What is NETD in a Thermal Camera?
You may come across the expression or specification of “NETD” when you look at the technical details of a thermal camera. The expression stands for “Noise Equivalent Temperature Difference”. It is a measure for how well a thermal imaging detector is able to distinguish between very small differences in thermal radiation in the image. NETD is typically being expressed in milli-Kelvin (mK). It is also sometimes referred to as “Thermal Contrast”. When the noise is equivalent to the smallest measurable temperature difference, the detector has reached its limit of its ability to resolve a useful thermal signal. The more noise there is, the higher the NETD value of the detector.
Typical values for uncooled, micro-bolometer detector thermal cameras are on the order of 45 mK. Scientific cameras with photon based and cryogenically cooled detectors can achieve NETD values of about 18 mK. The noise measurement value should be specified at a particular object temperature, as this impacts the measurement. Example: NETD @ 30C : 60 mK
How is NETD being measured?
In order to measure the noise equivalent temperature difference of a detector, the camera must be pointed at a temperature controlled black body. The black body needs to stabilize before starting the measurement. The noise equivalent temperature difference is then being measured at a specific temperature. It is not a single snapshot measurement, but rather a temporal measurement of noise.
The image on the left shows a noisy thermal image that the camera produces when looking at a very uniform black body during the measurement. The image on the right shows a histogram of all pixel values taken from several images over time. It is a temporal distribution of noise at that temperature. The NETD value is the standard deviation of that histogram (STDEV) converted into mK.
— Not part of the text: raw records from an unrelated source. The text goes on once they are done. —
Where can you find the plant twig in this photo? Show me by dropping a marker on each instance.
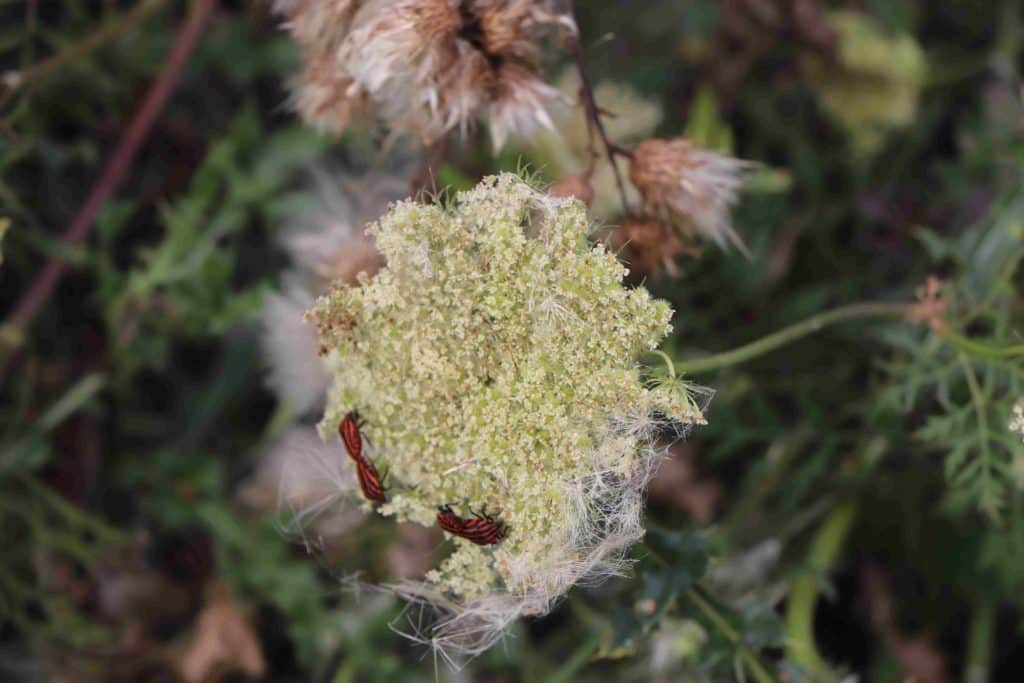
(12, 332)
(595, 123)
(791, 334)
(29, 75)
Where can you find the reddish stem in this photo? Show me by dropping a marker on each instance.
(117, 166)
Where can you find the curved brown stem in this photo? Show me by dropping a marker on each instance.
(12, 331)
(595, 122)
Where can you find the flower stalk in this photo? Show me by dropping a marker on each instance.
(792, 334)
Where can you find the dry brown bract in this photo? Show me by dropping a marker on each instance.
(689, 186)
(651, 248)
(428, 67)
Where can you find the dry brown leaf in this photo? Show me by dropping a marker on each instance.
(223, 642)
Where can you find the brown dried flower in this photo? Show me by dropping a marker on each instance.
(689, 186)
(931, 306)
(429, 67)
(650, 247)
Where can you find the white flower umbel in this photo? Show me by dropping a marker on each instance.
(493, 361)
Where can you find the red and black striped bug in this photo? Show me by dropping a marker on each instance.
(350, 436)
(481, 529)
(370, 480)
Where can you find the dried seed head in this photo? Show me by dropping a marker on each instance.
(688, 185)
(316, 25)
(328, 97)
(650, 247)
(518, 103)
(508, 29)
(429, 67)
(577, 185)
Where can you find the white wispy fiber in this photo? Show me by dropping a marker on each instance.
(690, 186)
(427, 67)
(493, 363)
(327, 242)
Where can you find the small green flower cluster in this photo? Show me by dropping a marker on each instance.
(493, 361)
(1017, 421)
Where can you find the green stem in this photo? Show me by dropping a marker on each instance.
(791, 334)
(761, 673)
(982, 350)
(980, 642)
(105, 33)
(804, 592)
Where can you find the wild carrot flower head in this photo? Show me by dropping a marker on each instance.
(327, 244)
(692, 187)
(427, 67)
(493, 361)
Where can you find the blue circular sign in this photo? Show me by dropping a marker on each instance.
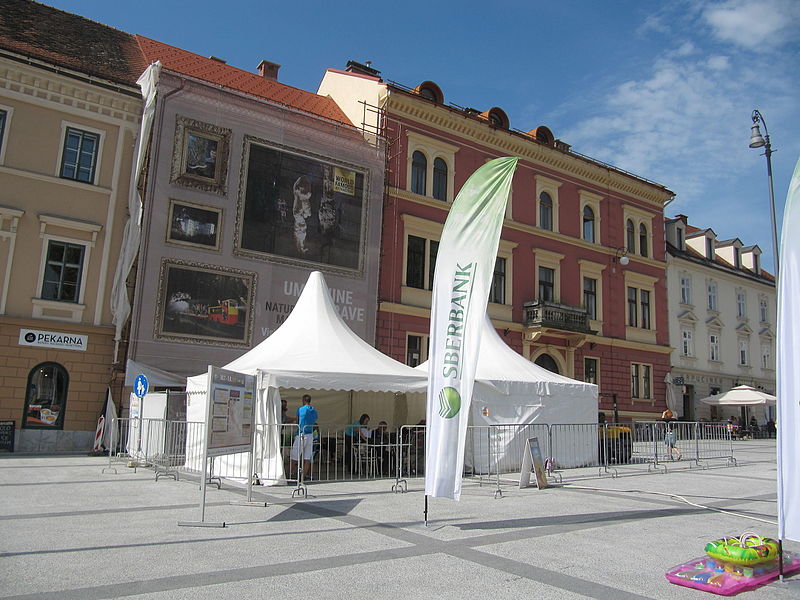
(140, 386)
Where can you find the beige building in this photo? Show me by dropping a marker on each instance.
(68, 128)
(723, 319)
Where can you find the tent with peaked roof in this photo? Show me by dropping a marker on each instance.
(314, 349)
(511, 390)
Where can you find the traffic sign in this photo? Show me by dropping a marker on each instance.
(140, 386)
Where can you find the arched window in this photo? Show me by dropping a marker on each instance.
(419, 169)
(440, 179)
(46, 397)
(630, 237)
(588, 224)
(545, 211)
(643, 239)
(548, 362)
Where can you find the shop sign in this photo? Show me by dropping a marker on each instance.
(53, 339)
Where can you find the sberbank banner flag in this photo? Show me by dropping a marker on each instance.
(788, 355)
(463, 276)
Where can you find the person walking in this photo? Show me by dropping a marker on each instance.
(304, 440)
(670, 440)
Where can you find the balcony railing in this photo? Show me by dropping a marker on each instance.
(552, 315)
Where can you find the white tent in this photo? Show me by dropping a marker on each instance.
(315, 350)
(511, 390)
(741, 395)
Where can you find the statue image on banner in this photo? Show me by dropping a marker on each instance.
(301, 208)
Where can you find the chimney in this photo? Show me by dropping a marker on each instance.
(365, 69)
(268, 70)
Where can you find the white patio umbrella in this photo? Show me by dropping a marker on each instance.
(741, 395)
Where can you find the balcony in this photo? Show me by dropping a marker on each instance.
(551, 315)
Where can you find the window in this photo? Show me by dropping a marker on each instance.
(3, 119)
(633, 313)
(588, 224)
(420, 262)
(643, 239)
(416, 349)
(743, 347)
(440, 179)
(630, 237)
(63, 269)
(433, 252)
(46, 397)
(641, 381)
(687, 343)
(429, 167)
(638, 308)
(713, 347)
(766, 356)
(79, 157)
(712, 295)
(547, 195)
(419, 170)
(546, 284)
(590, 297)
(497, 293)
(590, 370)
(686, 289)
(644, 303)
(545, 211)
(741, 304)
(415, 262)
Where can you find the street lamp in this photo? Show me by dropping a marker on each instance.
(756, 141)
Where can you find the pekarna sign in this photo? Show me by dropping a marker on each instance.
(53, 339)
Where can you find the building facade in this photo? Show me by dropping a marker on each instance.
(723, 318)
(251, 186)
(68, 126)
(580, 277)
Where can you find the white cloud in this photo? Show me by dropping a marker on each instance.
(754, 24)
(718, 63)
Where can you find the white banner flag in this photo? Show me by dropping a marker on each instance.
(788, 355)
(464, 269)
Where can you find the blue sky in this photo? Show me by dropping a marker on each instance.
(663, 89)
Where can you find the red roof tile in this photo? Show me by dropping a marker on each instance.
(216, 72)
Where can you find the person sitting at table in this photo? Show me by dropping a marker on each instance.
(357, 432)
(382, 438)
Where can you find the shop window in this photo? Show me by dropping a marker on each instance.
(46, 397)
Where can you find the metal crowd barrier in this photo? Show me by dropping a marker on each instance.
(172, 448)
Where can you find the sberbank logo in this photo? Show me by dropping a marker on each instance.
(449, 402)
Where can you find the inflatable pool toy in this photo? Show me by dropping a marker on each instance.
(747, 549)
(733, 565)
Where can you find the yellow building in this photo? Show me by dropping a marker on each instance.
(68, 126)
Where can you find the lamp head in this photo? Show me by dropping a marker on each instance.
(756, 141)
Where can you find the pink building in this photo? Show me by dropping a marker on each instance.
(580, 280)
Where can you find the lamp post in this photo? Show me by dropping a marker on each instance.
(756, 141)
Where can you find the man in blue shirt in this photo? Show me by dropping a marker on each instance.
(304, 440)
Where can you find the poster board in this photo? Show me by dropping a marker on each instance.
(7, 436)
(231, 404)
(532, 461)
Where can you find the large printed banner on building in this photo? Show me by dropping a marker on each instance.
(788, 373)
(463, 276)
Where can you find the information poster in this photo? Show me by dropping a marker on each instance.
(532, 462)
(231, 401)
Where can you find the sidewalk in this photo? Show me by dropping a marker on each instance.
(72, 532)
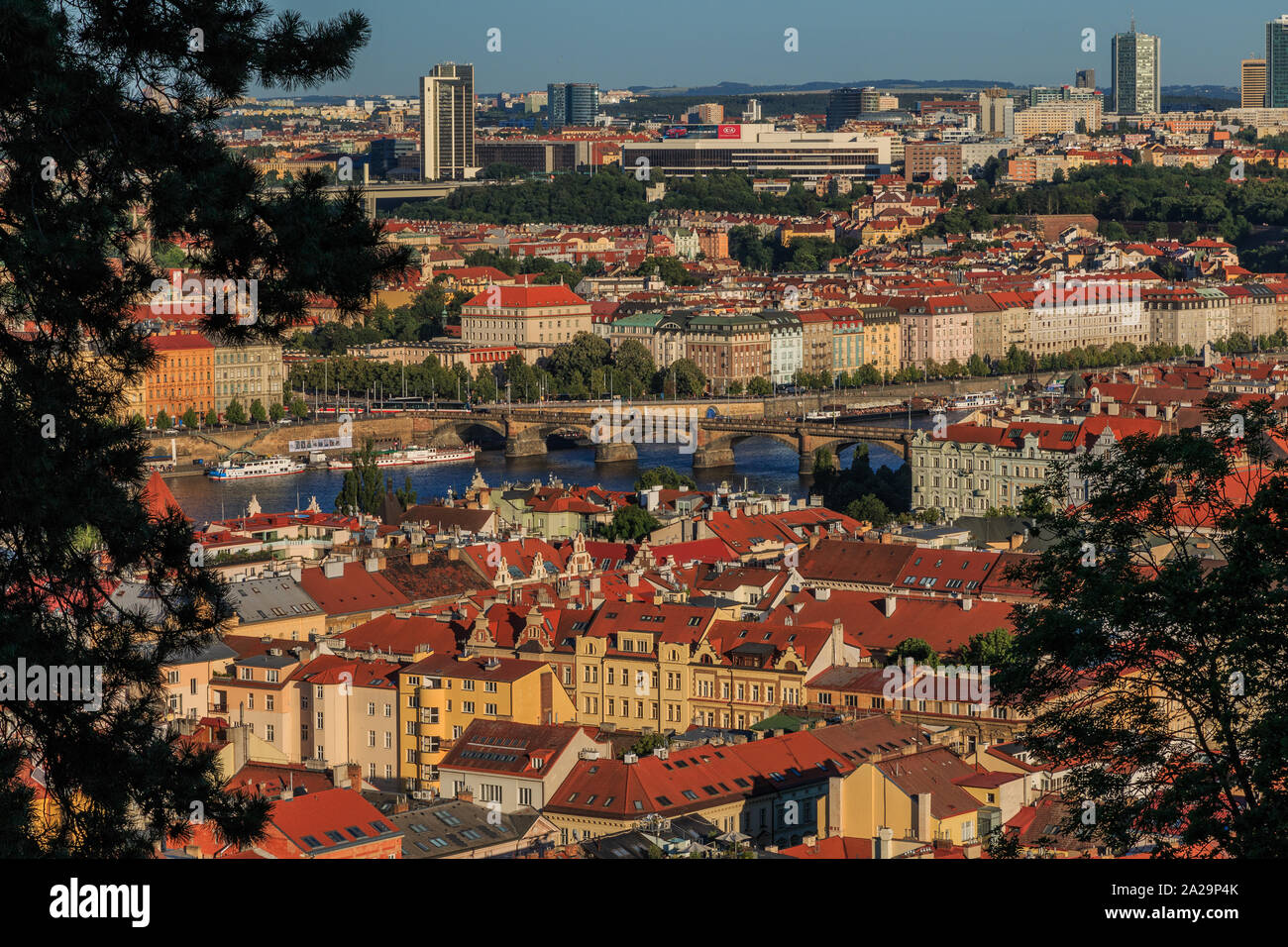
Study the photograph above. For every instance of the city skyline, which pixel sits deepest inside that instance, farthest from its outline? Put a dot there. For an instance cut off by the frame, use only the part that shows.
(682, 46)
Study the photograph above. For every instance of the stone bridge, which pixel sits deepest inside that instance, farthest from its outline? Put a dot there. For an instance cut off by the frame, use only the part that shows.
(717, 437)
(614, 433)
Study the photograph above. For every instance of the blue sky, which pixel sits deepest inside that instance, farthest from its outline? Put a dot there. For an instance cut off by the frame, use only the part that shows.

How does NETD affect the measurement?
The images below show the same scene recorded by two different cameras. One camera has an NETD of 60 mK and the second has value of 80 mK. The areas in the image with very low temperature show significantly more noise in the image taken with the 80 mK camera. 20 mK difference doesn’t seem like much, but it has a potentially huge impact on the image quality and measurement accuracy.
What affects NETD?
There are several factors that can affect NETD. Thermal cameras sometimes come with more than one calibrated temperature measurement range. The noise reading can vary based on the selected range and also the object temperature. As long as there is significant thermal contrast in the image and the temperature of interest is a lot higher than the background temperature, then this won’t affect the measurement accuracy much. The noise level can also be affected by the detector and/or camera temperature. If the camera is exposed to a high ambient temperature, the system noise may increase. This depends on how well the camera is internally stabilized. The effects of this internal temperature drift can be observed in between non-uniformity calibrations or ‘NUCs’, which can be several minutes apart. Another variable that can affect NETD is the #f-stop of the lens. The #f-stop or aperture of the lens determines how my thermal radiation reaches the detector. Generally, a lower #f-stop will lead to a better noise value.